Bubba Grimsley says he’d just cut off his Fairhope, Alabama-based company Liberty Rent’s Facebook presence in November, due to concerns about data privacy within his industry, which works with real-estate rentals and financing. “I don’t even know why we were doing it,” he says of the company’s Facebook efforts, which included paying to boost the exposure of its content. “I don’t think I was finding any customers.”
For years Facebook has poured energy into targeting and educating small businesses, growing a team of publicists and outreach employees. As of 2018, more than 140 million businesses globally used Facebook, at least 90 million of which were small and midsize businesses, according to the company. Veronica Twombly, the head of communications for Facebook Small Business, says SMBs are a “top priority” for the platform.
“We are trying to elevate our free and paid solutions to make sure these small- and medium-size businesses know all of the tools at their disposal to help grow their customers,” Twombly tells Inc. The company offers digital training for businesses and held more than 100 in-person training sessions in the United States in 2019.
Facebook in the past has acknowledged the growing cost of its advertising for business, even as user growth has slowed. Finance chief David Wehner said in an investor conference call that in the fourth quarter of 2017 alone, the average price per ad climbed 43 per cent, while the number of ad impressions served increased just 4 per cent. Still, Twombly says the company is continuing to see growth in monthly active advertisers.
Several of the executives who told Inc. they have stopped advertising on Facebook over the past year were from business-to-business companies, which often can find customers more reliably on LinkedIn or through other marketing channels. But others outside of the B2B realm have followed suit. One example is Jack Wight, the founder of an electronics reseller that advertised aggressively to individuals on Facebook in 2018 but pulled the plug on the effort the following year.

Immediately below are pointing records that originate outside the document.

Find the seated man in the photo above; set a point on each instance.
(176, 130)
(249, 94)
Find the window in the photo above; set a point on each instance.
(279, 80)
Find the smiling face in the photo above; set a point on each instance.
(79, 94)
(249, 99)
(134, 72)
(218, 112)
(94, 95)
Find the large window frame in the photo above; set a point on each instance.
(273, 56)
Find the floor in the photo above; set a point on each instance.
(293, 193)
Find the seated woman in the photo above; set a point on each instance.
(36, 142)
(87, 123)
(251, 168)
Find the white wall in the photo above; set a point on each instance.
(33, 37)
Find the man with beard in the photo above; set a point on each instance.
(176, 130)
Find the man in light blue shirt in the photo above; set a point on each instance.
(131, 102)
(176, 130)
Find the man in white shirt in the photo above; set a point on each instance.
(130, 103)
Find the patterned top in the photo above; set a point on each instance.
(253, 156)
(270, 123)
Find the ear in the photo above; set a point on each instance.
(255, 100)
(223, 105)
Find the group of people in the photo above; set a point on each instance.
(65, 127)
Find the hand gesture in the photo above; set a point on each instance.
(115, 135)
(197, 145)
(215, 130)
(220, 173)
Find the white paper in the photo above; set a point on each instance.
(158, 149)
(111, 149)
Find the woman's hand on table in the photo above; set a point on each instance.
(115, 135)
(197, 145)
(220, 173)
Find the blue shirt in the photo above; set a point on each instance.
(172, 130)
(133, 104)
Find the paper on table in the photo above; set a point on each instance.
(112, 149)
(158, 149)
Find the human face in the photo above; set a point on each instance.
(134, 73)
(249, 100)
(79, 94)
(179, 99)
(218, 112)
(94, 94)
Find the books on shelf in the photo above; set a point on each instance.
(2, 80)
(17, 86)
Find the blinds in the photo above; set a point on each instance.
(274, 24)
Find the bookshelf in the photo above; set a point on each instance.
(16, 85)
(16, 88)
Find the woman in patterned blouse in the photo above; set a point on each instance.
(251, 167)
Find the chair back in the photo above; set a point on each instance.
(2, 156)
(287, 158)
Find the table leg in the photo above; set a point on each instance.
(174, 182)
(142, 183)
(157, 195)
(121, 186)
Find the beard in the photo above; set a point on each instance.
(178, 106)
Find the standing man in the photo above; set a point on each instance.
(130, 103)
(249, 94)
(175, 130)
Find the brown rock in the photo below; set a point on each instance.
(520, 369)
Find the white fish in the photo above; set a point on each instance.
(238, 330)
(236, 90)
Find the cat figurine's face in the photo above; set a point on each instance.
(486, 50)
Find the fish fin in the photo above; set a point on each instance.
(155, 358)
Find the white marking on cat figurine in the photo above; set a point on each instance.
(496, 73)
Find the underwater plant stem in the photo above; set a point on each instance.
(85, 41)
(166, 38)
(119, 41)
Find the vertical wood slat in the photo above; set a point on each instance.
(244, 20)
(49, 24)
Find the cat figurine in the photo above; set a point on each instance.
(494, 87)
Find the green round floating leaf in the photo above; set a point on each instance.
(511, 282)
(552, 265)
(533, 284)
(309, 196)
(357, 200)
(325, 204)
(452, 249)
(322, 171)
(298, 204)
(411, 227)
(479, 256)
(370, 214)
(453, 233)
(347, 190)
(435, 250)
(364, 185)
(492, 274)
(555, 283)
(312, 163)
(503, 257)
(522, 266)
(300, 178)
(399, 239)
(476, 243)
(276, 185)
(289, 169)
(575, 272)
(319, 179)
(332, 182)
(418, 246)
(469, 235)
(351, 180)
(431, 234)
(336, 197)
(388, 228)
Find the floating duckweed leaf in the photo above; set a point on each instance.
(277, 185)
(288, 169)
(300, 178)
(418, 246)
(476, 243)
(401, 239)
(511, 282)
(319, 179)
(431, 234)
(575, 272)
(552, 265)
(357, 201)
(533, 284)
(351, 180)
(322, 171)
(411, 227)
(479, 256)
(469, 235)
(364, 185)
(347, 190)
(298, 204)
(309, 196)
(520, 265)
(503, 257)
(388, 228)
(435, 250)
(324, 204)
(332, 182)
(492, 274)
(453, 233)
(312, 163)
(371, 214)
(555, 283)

“We weren’t making any money on those people by the time we paid for the advertising,” says Wight, the chief executive of Buyback Boss, which is based in Tempe, Arizona. “The marketing cost was just higher than the other channels.”
Wight estimates his company spent about $20,000 on Facebook ads over a year, before giving up on Facebook about seven months ago. For 2020, his company is using a strategy of SEO and Adwords to find people who type in, for example, “sell my iPhone 10” on Google.
A Buyback Boss employee who had been handling the company’s Facebook presence and advertising now focus on search marketing. Wright says he’s open to resuming ad spending on Facebook–but only after he’s scaled the other marketing channels he’s found more effective.
“We put some money into it, we risked some money to experiment,” he says, “and it just didn’t work.”